Tuesday, February 15, 2011

On Letters of Recommendation

Reading Raul’s post made me think about something that has been bothering me all weekend and it’s related to something I almost posted about a few weeks ago.

On Thursday or Friday of last week I received an email from a former student requesting a letter of recommendation for something or another. I honestly have no idea what it’s for because Verne neglected to put that in his email. The email right above his was an email from the organization with a link to follow. Of course, this organization expects the letter writers to have some idea who they are so they don’t tell you what it’s all about. I could pull out my mean research skills and Google it but I haven’t yet so maybe I won’t. I just don’t know.

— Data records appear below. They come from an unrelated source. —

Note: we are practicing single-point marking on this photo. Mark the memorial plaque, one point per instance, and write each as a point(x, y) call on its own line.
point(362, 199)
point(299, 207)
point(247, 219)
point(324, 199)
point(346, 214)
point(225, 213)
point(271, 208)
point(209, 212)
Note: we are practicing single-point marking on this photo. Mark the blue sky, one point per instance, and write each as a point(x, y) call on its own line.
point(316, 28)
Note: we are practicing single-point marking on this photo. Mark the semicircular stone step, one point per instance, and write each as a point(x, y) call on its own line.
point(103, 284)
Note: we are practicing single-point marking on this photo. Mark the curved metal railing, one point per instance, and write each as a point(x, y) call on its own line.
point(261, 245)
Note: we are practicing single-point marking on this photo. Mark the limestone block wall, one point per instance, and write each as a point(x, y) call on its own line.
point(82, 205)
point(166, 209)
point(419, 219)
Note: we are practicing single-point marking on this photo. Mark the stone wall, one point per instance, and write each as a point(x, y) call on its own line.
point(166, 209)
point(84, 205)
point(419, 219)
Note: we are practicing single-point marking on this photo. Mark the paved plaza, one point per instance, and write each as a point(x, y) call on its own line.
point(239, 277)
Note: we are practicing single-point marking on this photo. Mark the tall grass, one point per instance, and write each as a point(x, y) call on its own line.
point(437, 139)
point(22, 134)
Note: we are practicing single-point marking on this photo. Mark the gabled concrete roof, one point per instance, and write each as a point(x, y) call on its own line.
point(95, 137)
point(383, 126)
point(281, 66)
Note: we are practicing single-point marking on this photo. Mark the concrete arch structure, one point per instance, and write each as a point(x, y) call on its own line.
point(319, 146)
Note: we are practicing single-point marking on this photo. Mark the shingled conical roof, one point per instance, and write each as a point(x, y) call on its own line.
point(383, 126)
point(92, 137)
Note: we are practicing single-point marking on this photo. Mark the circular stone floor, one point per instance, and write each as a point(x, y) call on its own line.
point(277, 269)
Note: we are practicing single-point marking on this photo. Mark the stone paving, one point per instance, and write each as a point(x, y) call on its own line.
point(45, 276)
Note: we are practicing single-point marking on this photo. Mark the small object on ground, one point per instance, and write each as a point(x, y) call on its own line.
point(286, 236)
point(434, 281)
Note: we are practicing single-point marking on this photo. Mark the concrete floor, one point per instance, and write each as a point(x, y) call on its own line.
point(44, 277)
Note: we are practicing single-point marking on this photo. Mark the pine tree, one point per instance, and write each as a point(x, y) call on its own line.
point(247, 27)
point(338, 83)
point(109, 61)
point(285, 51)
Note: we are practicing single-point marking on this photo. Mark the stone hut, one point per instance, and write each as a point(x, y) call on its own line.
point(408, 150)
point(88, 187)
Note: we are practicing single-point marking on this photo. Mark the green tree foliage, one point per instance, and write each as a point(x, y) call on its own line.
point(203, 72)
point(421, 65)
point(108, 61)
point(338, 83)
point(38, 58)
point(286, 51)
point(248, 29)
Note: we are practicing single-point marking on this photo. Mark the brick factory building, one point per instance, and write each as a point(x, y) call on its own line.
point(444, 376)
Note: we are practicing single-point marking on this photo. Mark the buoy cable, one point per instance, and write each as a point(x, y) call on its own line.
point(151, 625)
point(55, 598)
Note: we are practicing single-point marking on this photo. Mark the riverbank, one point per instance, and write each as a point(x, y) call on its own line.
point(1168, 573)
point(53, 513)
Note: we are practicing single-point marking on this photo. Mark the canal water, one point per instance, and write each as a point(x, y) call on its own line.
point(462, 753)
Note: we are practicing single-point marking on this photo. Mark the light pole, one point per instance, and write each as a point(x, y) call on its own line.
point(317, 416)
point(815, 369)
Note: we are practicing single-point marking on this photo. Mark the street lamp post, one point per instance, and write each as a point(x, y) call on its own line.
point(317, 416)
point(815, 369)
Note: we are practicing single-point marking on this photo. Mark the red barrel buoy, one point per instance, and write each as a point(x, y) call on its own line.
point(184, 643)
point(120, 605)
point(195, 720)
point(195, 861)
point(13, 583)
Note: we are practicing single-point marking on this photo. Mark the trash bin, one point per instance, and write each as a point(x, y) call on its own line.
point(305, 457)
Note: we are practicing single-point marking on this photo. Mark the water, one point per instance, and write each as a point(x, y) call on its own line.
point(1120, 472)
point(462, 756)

The deadline to write this thing is tomorrow. So I have time to procrastinate. But I’m really having trouble getting into a positive frame of mind about this student. I’ll lift it up to God after lunch but for now I’ll tell y’all my miseries. We’ll start with the moderately annoying and go from there.

If you haven’t figured it out yet I’m a chick who teaches in a math intensive field which makes me feel like a mathematician sometimes. Perhaps it’s because I publish in as many of their journals as my own. As you might have guessed my real name isn’t actually Crazy Math Professor. CMP is my alter ego. CMP is a ballsier version of me. CMP wouldn’t have the problem I’m about to tell y’all about.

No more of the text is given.